Vous trouvez la démarche malhonnête ?
Je trouve navrant qu’une personne talentueuse comme Crutzen ne dise pas qu’elle parle en tant que réalisateur et pas journaliste. En cinéma documentaire, tout peut se dire. C’est un cinéma de point de vue, de subjectivité revendiquée. C’est un cinéma d’auteur. Mais ici on est dans la confusion des genres (journalistique/documentaire d’auteur). Ce qui est honnête c’est de poser la question, de titiller la presse. Ce qui ne l’est pas, c’est d’utiliser des informations en les sortant de leur contexte. À partir du moment où l’on travaille sur une information aussi sensible de santé publique, je trouve qu’il ne faut pas jeter de l’huile sur le feu.
Il serait intéressant d’aller questionner des journalistes, d’interpeller le CSA (NDLR : Conseil supérieur de l’audiovisuel). Il faudrait faire parler les personnes autorisées pour demander ce qu’elles pensent du film. On peut se demander par exemple ce qu’il s’est passé avant et après l’interview d’Anne Morelli, ou celle des experts ? Comment l’ont-ils abordée ? Toutes ces incertitudes me dérangent énormément. Pour moi, ce documentaire est un élément du poison qui est en train de corrompre notre contrat de confiance avec les institutions de ce pays.
Pour vous, il y a aussi un souci déontologique…
La posture de Crutzen n’est pas claire, il n’est pas journaliste, il est auteur. Ce qui me dérange profondément c’est que le public confonde la posture d’un auteur à celui d’un journaliste. Tout le monde peut évidemment revendiquer sa subjectivité et a le droit d’exprimer ses opinions, mais la posture que Crutzen utilise prend des allures d’investigation alors qu’il ne s’agit pas de ça ici. Là, il y a un vrai souci déontologique. C’est tout à fait normal et souhaitable de partager un doute, une indignation, mais on doit alors informer son audience de la légitimité qu’on a pour le faire. On peut attaquer les journalistes, la télévision, les réseaux sociaux, mais si on part de sa seule personne qui se définit comme le porte-voix des silencieux, quel crédit a-t-on ? Surtout si on utilise les mêmes codes que ceux que l’on critique.
Vous comptez interpeller le CSEM et le CSA sur le danger de l’estompement des genres dans les médias, expliquez-nous Ce type de film, il va en fleurir des dizaines, même après la crise.

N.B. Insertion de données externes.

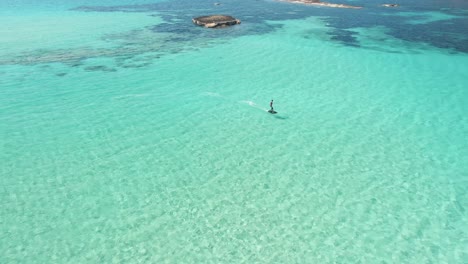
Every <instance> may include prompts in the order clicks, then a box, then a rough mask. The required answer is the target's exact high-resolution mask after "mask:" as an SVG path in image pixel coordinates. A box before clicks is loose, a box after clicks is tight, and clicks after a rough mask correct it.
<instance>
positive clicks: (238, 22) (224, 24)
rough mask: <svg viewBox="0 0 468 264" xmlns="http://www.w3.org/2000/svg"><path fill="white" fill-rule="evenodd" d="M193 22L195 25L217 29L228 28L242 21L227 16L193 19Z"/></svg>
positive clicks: (238, 19)
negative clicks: (217, 27)
mask: <svg viewBox="0 0 468 264" xmlns="http://www.w3.org/2000/svg"><path fill="white" fill-rule="evenodd" d="M192 22H193V23H194V24H195V25H199V26H204V27H207V28H215V27H226V26H232V25H237V24H240V23H241V21H240V20H239V19H237V18H234V17H232V16H226V15H211V16H201V17H196V18H193V19H192Z"/></svg>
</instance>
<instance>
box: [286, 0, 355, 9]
mask: <svg viewBox="0 0 468 264" xmlns="http://www.w3.org/2000/svg"><path fill="white" fill-rule="evenodd" d="M278 1H282V2H288V3H295V4H304V5H314V6H325V7H335V8H354V9H359V8H362V6H352V5H345V4H333V3H327V2H320V0H278Z"/></svg>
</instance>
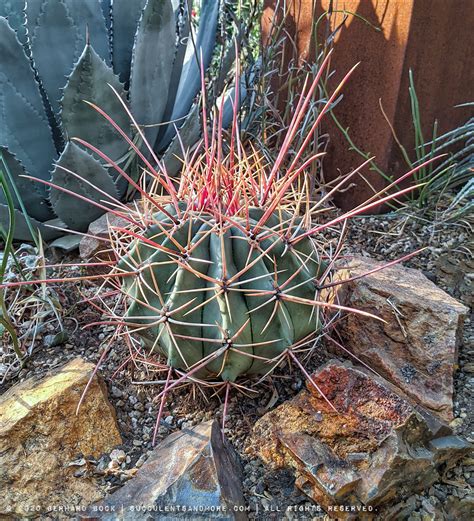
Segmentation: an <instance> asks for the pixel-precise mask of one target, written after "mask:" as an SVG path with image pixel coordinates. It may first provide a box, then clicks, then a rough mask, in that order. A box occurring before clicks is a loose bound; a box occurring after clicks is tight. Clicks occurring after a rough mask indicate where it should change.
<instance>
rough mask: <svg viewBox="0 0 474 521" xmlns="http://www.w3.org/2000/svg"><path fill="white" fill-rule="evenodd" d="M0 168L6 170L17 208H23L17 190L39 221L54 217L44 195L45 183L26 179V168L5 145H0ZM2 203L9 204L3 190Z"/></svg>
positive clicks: (0, 196) (10, 187)
mask: <svg viewBox="0 0 474 521" xmlns="http://www.w3.org/2000/svg"><path fill="white" fill-rule="evenodd" d="M0 170H6V172H5V174H6V175H5V177H6V179H7V181H8V185H9V186H10V193H11V195H12V197H13V203H14V206H15V208H16V209H17V210H21V204H20V201H19V200H18V198H17V197H16V193H15V192H16V191H18V192H19V194H20V197H21V201H22V203H23V206H24V208H28V213H29V215H31V217H34V218H35V219H37V220H39V221H47V220H49V219H52V218H53V217H54V215H53V212H52V210H51V206H50V205H49V204H48V202H47V201H46V199H45V197H44V190H43V187H44V185H42V184H41V183H38V182H35V181H31V180H30V179H26V178H25V177H24V176H25V175H27V172H26V170H25V168H24V167H23V165H22V164H21V163H20V161H18V159H17V158H16V157H15V156H14V155H13V154H12V153H11V152H9V150H8V149H6V148H5V147H0ZM12 182H13V183H14V184H15V186H16V189H17V190H15V189H14V188H13V187H12ZM0 203H1V204H5V205H6V204H7V202H6V199H5V194H4V193H3V191H1V190H0Z"/></svg>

J’interpelle le CSEM (Conseil supérieur pour l’éducation aux médias de la FWB) et je compte interpeller le CSA pour essayer de mettre sur pied un grand débat sur cette problématique de l’estompement des genres dans les médias. C’est de là que naissent les fake news. C’est un vrai problème de société. Il ne s’agit pas de limiter le droit à la liberté d’opinion. Je reviens sur un principe primordial: on peut être subjectif, surtout en matière de cinéma, mais alors il faut revendiquer cette subjectivité envers son public. Le danger de l’estompement des genres est vraiment grand surtout pour des personnes confinées depuis longtemps qui n’ont plus de lieux d’échanges. Crutzen joue sur ces conditions de réception du spectateur qui en a sa claque de la situation sanitaire.
Il est clair qu’il y a une perte de confiance dans les autorités et par rapport au mécanisme démocratique. Les politiques ont aussi leur part de responsabilité, tout comme les médias parfois trop sensationnalistes. Oui, il y a des choses critiquables, mais je suis d’avis qu’il faut développer l’esprit critique de la population autrement.